On Chinese social media, holed-up Wuhanites showed how they were coping in videos that quickly went viral. Neighbors exchanged meat for vegetables out of their high-rise windows. Aunties sat around a mah-jongg table placing bets with their prized protective face masks instead of cash. A man in his pajamas sat in front of his living room aquarium dangling a fishing pole.
One poster on the popular Douban forum described bored relatives debating a perennial conspiracy theory in China: whether the viral outbreak was a secret U.S. plot.
“This fight’s been going on two hours,” poster “big island” wrote sarcastically. “If I knew family dinners were so much fun I wouldn’t ever need to go out.”

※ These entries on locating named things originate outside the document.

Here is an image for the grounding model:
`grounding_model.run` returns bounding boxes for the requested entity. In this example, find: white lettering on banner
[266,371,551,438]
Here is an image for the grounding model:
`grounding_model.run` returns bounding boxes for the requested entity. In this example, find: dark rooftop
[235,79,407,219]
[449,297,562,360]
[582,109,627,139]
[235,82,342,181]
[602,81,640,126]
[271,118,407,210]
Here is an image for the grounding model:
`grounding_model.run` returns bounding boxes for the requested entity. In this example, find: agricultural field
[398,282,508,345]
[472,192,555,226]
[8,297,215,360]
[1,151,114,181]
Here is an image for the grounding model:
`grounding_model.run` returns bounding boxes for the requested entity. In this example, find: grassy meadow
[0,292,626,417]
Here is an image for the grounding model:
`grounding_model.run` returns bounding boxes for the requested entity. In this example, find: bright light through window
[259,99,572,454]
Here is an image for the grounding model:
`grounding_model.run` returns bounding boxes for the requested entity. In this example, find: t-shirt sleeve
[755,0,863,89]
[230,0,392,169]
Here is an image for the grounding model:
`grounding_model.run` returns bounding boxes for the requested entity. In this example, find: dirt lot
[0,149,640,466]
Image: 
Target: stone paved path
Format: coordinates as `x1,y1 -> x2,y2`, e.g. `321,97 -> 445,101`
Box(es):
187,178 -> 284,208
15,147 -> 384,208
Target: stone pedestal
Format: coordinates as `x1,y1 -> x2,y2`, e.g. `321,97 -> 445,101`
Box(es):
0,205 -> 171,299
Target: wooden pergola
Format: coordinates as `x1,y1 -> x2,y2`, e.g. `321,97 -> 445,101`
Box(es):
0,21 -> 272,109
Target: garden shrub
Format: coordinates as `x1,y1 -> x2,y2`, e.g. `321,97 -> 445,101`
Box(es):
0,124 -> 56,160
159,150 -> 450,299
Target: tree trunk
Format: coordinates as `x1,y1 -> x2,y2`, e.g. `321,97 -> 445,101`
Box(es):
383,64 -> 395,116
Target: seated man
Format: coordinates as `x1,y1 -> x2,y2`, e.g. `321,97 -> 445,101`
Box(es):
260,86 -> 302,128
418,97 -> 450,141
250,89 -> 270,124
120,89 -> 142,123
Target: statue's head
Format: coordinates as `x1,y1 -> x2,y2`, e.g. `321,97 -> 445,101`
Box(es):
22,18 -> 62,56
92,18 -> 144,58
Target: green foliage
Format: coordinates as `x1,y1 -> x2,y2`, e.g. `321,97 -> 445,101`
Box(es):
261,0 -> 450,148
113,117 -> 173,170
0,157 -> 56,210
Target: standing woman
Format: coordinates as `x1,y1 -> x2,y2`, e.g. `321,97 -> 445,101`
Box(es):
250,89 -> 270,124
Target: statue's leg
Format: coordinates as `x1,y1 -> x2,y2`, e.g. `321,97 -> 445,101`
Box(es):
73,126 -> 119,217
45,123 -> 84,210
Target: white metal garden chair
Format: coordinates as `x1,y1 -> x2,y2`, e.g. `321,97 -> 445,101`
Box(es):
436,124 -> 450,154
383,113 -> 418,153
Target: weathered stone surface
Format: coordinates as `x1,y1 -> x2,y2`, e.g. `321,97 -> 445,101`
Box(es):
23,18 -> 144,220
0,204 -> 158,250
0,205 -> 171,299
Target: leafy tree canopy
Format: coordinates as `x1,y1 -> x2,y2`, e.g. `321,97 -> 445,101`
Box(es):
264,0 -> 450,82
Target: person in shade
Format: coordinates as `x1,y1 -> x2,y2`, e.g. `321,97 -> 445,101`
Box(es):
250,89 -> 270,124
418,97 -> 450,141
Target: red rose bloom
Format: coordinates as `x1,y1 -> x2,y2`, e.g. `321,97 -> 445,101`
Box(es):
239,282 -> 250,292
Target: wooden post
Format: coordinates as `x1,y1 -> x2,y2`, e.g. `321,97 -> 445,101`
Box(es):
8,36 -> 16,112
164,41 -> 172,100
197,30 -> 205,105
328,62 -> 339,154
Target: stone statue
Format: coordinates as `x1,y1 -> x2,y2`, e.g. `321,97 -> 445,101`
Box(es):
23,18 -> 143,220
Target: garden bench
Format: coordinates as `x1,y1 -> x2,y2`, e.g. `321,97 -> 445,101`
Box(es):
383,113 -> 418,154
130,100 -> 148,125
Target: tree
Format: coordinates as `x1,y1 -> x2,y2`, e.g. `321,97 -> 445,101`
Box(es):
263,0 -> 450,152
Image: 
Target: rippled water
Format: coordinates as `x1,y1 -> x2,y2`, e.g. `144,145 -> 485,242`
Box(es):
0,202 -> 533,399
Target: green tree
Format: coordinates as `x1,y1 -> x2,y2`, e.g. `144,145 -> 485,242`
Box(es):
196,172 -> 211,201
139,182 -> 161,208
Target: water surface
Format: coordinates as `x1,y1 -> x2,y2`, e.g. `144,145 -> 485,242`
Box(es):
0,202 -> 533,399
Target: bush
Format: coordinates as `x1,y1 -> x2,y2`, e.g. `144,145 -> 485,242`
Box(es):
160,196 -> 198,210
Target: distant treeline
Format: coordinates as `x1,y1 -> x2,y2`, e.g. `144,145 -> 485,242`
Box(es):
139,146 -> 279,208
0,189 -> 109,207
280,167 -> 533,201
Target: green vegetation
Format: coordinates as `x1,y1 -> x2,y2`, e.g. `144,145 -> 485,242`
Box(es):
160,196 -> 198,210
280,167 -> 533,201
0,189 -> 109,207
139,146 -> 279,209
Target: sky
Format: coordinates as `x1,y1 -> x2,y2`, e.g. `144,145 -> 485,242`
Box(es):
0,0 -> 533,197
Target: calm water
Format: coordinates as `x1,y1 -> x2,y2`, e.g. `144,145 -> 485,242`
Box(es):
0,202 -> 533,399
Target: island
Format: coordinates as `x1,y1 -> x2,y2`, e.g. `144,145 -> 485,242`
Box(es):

Some experts argue that Hubei’s quarantine — likely to be the largest in human history — may not be necessary or effective, and may instead backfire by stoking public resentment. Indeed, beneath the jokes and memes this week was an undercurrent of frustration about the government. Many Chinese this week logged onto sites streaming the HBO mini-series “Chernobyl” and left comments drawing a connection between the late-era Soviet Union and a Chinese Communist Party also known for coverups.
In a state television interview on Monday, Wuhan Mayor Zhou Xianwang apologized to citizens who were angry about the city’s lockdown and acknowledged that the government withheld information about the outbreak during its critical early stages. Zhou appeared to indirectly blame his superiors in the party hierarchy for muzzling him.
“The party secretary above him who hasn’t even shown his face yet,” said Tang, the English teacher, referring to the mayor and his superiors. “What we’re seeing now can’t be his fault alone. We need the country to hold all these people accountable.”
Chinese officials have foreshadowed the possibility of tough and disruptive isolation measures lasting months — and exacting an enormous toll on the economy and daily life. One of them, the chief epidemiologist of the Chinese Center for Disease Control, Zeng Guang, urged Wuhan to brace for a “protracted war.”
“The virus battle in Wuhan will last longer than SARS,” Zeng wrote Monday on Weibo, referring to the severe acute respiratory syndrome coronavirus epidemic that lasted eight months from 2002 to 2003.
Zeng said the coronavirus’s spread may not taper off until warmer weather arrives in spring, but he said the arrival of medical relief teams from across the country should relieve the patient bottleneck.
For many foreigners stranded in Hubei, the prospect of waiting weeks more seemed unbearable. Kashir Javaid, a Pakistani medical student studying at Hubei Polytechnic University in Huangshi, outside Wuhan, said he was trapped on campus along with another 100 other international students from Asia and Africa.
The university began providing food in the cafeteria on Monday, but every other store is closed. The Pakistani Embassy hasn’t responded to his pleas to be evacuated, he said, and his classmates have suffered nervous breakdowns.
“It’s the tension in the air,” he said. “The Chinese say we are waiting for good news from our scientists and maybe we can leave February 10, but I don’t think they have any way to contain this.”
Back in Wuhan, Coco Zhao, a 21-year old student, said she spent several days holed up in her Hubei University dorm, playing smartphone games, polishing her English and video-chatting with her parents who live 60 miles away in another locked-down Hubei city.
As she emerged Tuesday to buy groceries, Zhao said, she found hundreds of shoppers already queuing at a supermarket at 8:30 a.m. The shop had most foods, but fresh vegetables, masks and hand sanitizer were long sold out.
She worried about the reports of overwhelmed doctors and surging infections, Zhao said, but for now, that seemed to be a distant struggle.
“I’m a little bit worried about my safety,” she said. “Mostly, I’m just bored.”